While industry experts said that the deal would significantly enhance BP‘s presence in US shale products in comparison to its rivals, the company’s chief executive Bob Dudley described the deal as being a transformational one.
The acquisition would create a new period of growth for the company and would help enhance almost a fifth in production in BP’s US oil and gas production. The company has for years been under a $65 billion debt burden of the Deepwater Horizon disaster and had recently come out of the debt.
The deal covers 470,000 acres of assets in total which includes oil fields in the Permian in west Texas, the Eagle Ford in south Texas and Haynesville in east Texas and Louisiana.
Among the three assets, the most valuable is the Eagle Ford one according to analysts because of its scale and economics. The greatest long-term promise was offered by the Permian asset.
After having bought the fields in 2011, BHP could not manage the assets and ultimately put them up for sale in August last year.

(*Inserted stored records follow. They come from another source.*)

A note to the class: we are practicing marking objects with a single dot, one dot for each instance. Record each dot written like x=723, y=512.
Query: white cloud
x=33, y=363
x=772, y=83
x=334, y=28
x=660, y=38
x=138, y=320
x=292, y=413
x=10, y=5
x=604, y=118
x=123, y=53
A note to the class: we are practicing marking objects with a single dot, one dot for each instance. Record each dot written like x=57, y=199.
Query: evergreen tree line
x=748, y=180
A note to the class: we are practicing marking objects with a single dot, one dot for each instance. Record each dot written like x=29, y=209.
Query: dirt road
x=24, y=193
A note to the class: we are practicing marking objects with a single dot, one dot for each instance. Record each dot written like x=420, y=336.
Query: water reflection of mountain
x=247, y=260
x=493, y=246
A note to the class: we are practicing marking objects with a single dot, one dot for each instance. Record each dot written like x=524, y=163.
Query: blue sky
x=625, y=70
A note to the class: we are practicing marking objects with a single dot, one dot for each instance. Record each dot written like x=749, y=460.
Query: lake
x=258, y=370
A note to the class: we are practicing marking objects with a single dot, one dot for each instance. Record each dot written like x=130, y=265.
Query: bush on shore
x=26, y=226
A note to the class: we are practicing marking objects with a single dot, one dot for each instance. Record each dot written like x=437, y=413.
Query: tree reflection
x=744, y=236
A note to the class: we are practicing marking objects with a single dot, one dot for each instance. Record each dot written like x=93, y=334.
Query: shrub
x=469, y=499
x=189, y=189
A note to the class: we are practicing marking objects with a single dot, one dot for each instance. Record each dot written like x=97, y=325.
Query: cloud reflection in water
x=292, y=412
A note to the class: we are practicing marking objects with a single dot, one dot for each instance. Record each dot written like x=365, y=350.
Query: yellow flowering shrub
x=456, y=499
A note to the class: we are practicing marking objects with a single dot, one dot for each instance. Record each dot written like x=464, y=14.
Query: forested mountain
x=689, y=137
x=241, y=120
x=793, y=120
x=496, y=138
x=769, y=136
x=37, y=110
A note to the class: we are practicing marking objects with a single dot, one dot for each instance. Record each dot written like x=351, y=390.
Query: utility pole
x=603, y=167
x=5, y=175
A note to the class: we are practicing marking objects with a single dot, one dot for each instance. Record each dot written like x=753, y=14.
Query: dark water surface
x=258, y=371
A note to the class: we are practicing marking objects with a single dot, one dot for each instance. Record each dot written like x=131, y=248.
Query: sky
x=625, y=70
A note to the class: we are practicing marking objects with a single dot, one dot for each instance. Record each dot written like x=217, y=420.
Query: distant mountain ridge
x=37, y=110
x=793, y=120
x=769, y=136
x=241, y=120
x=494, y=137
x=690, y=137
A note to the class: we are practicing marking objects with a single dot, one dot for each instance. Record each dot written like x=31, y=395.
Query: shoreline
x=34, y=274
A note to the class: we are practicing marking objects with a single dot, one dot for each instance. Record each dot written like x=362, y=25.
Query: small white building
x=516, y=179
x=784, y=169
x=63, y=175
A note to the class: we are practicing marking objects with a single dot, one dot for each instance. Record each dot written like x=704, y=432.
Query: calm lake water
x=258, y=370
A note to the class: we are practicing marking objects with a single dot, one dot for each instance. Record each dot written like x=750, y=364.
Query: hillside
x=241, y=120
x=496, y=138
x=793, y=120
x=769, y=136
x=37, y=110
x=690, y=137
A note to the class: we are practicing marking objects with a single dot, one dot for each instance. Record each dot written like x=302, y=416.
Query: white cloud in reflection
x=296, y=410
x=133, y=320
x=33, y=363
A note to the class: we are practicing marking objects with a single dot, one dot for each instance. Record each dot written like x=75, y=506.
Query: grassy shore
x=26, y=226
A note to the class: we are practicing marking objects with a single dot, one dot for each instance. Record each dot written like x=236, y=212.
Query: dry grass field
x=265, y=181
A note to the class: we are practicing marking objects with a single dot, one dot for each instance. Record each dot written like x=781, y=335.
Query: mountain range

BP would however take a different approach, it said as it would synergize the assets with the other US perations and capital efficiencies worth $350 million.
“It gives us access to some of the best acreage in the best basins. It takes us into the very heart of the most-talked-about oil play in the world [the Permian]”, said Bernard Looney, the chief executive of BP’s upstream division.
He added that the UK oil giant was “not desperate to do a deal” but added that the deal was worthwhile because of the quality of the resources.
The production of BP would reach 885,000 barrels of oil equivalent per day from its current number of 744,000 boe/d after the deal.
“BP was previously underweight to US tight oil compared to its peers. This deal transforms BP’s US business,” Maxim Petrov, a senior analyst at Wood Mackenzie, said.
BP said it was making “conservative assumptions” about how much oil and gas could be pumped to begin with, given regional bottlenecks around infrastructure such as pipelines. “We think the infrastructure will get built out over the next two years,” Looney said.
In recent years, the largest deal made by BP was that of a $200 million investment in one of Europe’s largest solar companies and its 130 million pounds buying of the largest electric car charging company of the UK.